Emerging pollutants is a term used by water quality professionals to describe contaminants that have been detected in water bodies. These may cause harm to human health and the ecological systems and are typically not governed under the current environmental laws, posing as a greater risk to our livelihood.
Heavy metal contamination is an issue of utmost importance as it has harmful effects on both, the environment and on humans. Some of these negative impacts include the death of aquatic life, algal blooms, habitat destruction from sedimentation, debris, increased water flow, other short and long-term toxicity from chemical contaminants. The main threats to human health from heavy metals are associated, for example, with exposure to lead, cadmium, mercury, and arsenic.
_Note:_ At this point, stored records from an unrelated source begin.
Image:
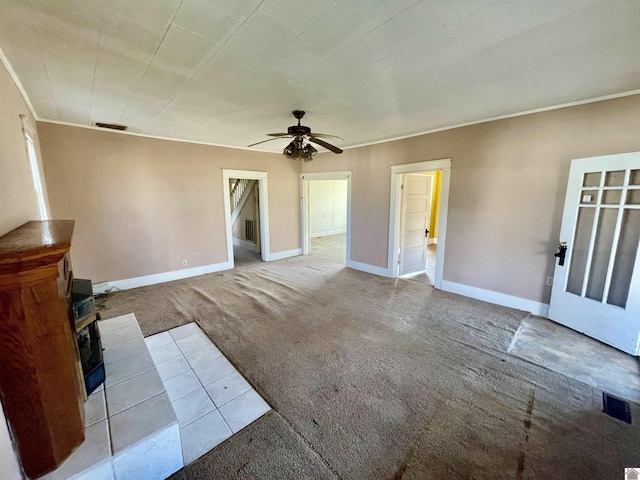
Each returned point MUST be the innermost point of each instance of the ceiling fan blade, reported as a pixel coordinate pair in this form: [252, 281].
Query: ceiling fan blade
[267, 140]
[325, 135]
[324, 144]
Most of the plastic produced in the world is not recycled but ends up in landfills or open dumps which makes it more likely to reach rivers, lakes, and eventually oceans. Microplastics (MPs), defined as less than 5 mm in diameter, can be directly released in the water or formed by the degradation of bigger pieces. Many issues are linked to the presence of MPs in water, such as damage to airways and stomachs of animals, blocking canals and sewers, and creating breeding habitats for mosquitoes. Excessive nutrient loading is a major threat to aquatic ecosystems worldwide that leads to profound changes in aquatic biodiversity and biogeochemical processes. Nutrients in excess can come from various sources. They can occur naturally, however, human-related inputs are much greater than natural inputs.
This webinar aims to discuss these matters with reference to wastewater and will focus on case studies, projects, and examples that will present the current trends and ways to tackle these issues.